Use the ELAM Assistant to confirm the forwarding decisions seen in the above outputs.
The above output shows that the ingress leaf is forwarding the packet to the IPv4 spine proxy address. This is what is expected to happen.
There are multiple ways to get the COOP output on the spine, for example, look at it with a 'show coop internal info ip-db' command:
a-spine4# show coop internal info ip-db | grep -B 2 -A 15 "10.0.1.100"
------------------------------
IP address : 10.0.1.100
Vrf : 2392068 <-- This vnid should correspond to vrf where the IP is learned. Check operational tab of the tenant vrfs
Flags : 0x2
EP bd vnid : 15728642
EP mac : 00:00:11:11:11:11
Publisher Id : 192.168.1.254
Record timestamp : 12 31 1969 19:00:00 0
Publish timestamp : 12 31 1969 19:00:00 0
Seq No: 0
Remote publish timestamp: 09 30 2019 20:29:07 9900483
URIB Tunnel Info
Num tunnels : 1
Tunnel address : 10.0.0.34 <-- When learned from a remote pod this will be an External Proxy TEP. We'll cover this more
Tunnel ref count : 1
------------------------------
Other commands to run on the spine:
Query COOP for l2 entry:
moquery -c coopEpRec -f 'coop.EpRec.mac=="00:00:11:11:22:22"

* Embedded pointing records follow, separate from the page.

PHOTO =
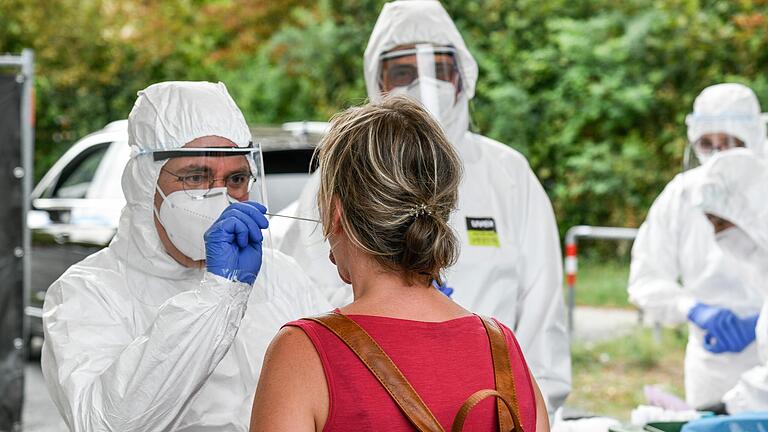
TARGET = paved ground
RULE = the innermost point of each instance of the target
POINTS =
(40, 414)
(591, 324)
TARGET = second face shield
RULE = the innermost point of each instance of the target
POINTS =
(427, 73)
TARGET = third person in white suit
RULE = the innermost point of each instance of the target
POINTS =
(510, 261)
(678, 271)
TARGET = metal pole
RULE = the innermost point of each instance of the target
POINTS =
(28, 149)
(571, 254)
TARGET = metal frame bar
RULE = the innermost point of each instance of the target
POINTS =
(26, 64)
(571, 254)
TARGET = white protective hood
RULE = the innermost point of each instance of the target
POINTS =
(167, 116)
(407, 22)
(732, 109)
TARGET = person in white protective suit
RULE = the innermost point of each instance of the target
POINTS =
(732, 193)
(510, 262)
(160, 331)
(678, 272)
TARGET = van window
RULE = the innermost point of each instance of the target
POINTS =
(76, 177)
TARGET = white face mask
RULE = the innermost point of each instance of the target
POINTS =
(737, 243)
(186, 218)
(437, 96)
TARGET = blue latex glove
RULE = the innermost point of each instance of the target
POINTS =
(725, 332)
(444, 288)
(233, 242)
(739, 335)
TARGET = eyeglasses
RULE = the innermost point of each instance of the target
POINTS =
(708, 145)
(198, 184)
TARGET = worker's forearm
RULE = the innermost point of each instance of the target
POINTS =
(151, 382)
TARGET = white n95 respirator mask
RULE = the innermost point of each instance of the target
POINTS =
(186, 218)
(437, 96)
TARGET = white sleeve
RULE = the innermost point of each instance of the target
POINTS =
(102, 377)
(541, 325)
(655, 270)
(751, 391)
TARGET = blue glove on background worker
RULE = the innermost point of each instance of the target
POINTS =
(233, 243)
(725, 331)
(443, 288)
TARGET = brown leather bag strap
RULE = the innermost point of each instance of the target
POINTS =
(461, 416)
(505, 380)
(382, 367)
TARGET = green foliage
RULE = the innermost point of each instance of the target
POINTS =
(593, 92)
(602, 282)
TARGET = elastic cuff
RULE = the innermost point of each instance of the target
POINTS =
(223, 288)
(684, 305)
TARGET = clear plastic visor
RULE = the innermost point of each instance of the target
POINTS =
(204, 173)
(402, 67)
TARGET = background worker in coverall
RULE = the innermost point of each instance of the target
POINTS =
(510, 261)
(678, 271)
(160, 331)
(732, 193)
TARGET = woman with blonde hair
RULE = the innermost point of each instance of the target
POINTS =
(402, 355)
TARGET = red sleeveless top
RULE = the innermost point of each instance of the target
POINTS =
(445, 362)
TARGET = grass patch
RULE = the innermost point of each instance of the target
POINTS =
(608, 377)
(602, 283)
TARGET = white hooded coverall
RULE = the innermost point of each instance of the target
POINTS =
(136, 342)
(675, 259)
(517, 279)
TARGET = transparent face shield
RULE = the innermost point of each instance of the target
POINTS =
(196, 185)
(427, 73)
(713, 134)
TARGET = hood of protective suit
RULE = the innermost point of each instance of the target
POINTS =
(732, 109)
(734, 186)
(406, 22)
(167, 116)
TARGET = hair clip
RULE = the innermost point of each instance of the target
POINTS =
(420, 210)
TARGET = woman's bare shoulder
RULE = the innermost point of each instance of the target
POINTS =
(292, 393)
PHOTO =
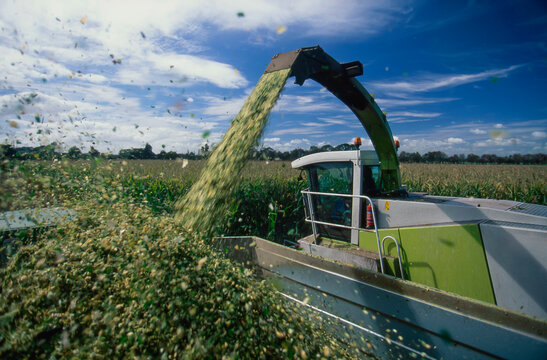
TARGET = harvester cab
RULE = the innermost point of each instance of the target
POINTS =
(361, 215)
(341, 183)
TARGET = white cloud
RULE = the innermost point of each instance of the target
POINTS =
(452, 140)
(306, 103)
(390, 102)
(439, 81)
(478, 131)
(414, 114)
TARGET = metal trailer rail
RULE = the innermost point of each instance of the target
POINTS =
(389, 317)
(310, 217)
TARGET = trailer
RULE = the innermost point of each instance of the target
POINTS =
(405, 274)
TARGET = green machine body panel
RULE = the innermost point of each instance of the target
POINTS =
(447, 257)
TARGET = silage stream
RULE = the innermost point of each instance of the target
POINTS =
(207, 200)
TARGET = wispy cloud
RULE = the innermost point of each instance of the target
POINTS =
(440, 81)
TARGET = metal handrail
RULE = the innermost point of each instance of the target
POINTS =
(398, 253)
(313, 221)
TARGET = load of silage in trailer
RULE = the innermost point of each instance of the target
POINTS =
(119, 282)
(206, 202)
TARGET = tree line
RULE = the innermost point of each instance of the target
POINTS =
(52, 151)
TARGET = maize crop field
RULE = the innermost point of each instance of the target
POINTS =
(123, 280)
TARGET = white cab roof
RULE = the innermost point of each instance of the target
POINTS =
(368, 157)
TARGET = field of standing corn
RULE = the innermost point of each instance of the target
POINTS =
(121, 281)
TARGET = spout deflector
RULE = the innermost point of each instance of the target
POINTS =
(339, 79)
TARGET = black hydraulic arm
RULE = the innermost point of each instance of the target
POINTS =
(339, 79)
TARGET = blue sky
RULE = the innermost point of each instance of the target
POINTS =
(455, 76)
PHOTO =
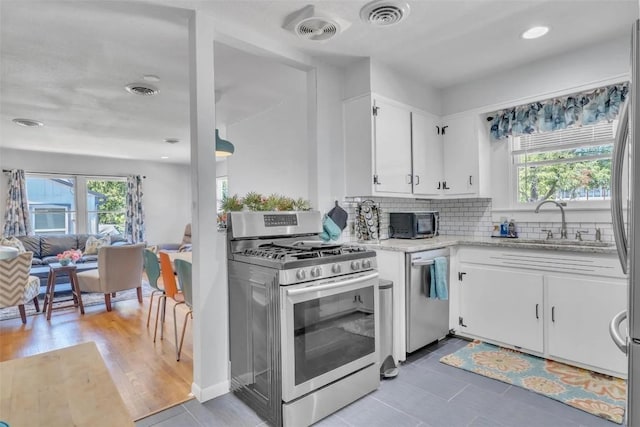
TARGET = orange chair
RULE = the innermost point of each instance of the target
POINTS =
(170, 290)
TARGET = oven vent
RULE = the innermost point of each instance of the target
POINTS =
(309, 24)
(383, 13)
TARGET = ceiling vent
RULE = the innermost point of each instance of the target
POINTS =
(27, 123)
(143, 89)
(309, 24)
(383, 13)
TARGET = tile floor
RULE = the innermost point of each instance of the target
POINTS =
(425, 393)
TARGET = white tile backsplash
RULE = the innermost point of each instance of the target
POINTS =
(467, 217)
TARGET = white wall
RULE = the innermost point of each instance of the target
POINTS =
(271, 151)
(167, 194)
(357, 78)
(327, 155)
(392, 84)
(543, 78)
(580, 70)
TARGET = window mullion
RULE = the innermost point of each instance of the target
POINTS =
(81, 204)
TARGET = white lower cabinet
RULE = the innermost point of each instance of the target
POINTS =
(529, 300)
(502, 305)
(578, 317)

Query COOP for l3 entry and get parent l2 entry:
moquery -c coopEpRec -x rsp-subtree=children 'rsp-subtree-filter=eq(coopIpv4Rec.addr,"192.168.1.1")' rsp-subtree-include=required
Query COOP for l3 entry only:
moquery -c coopIpv4Rec -f 'coop.Ipv4Rec.addr=="192.168.1.1"'
The useful thing about the multiple moquery is that they can also be run directly on an APIC and the user can see every spine that has the record in coop.
If the spine's COOP entry points to a tunnel in the local Pod then forwarding is based on traditional ACI behavior.
Note that owner of a TEP can be verified in the fabric by running from an APIC: moquery -c ipv4Addr -f 'ipv4.Addr.addr=="<tunnel address>"'
In the proxy scenario, the tunnel next-hop is 10.0.0.34. Who is the owner of this IP address?:
a-apic1# moquery -c ipv4Addr -f 'ipv4.Addr.addr=="10.0.0.34"' | grep dn
dn : topology/pod-1/node-1002/sys/ipv4/inst/dom-overlay-1/if-[lo9]/addr-[10.0.0.34/32]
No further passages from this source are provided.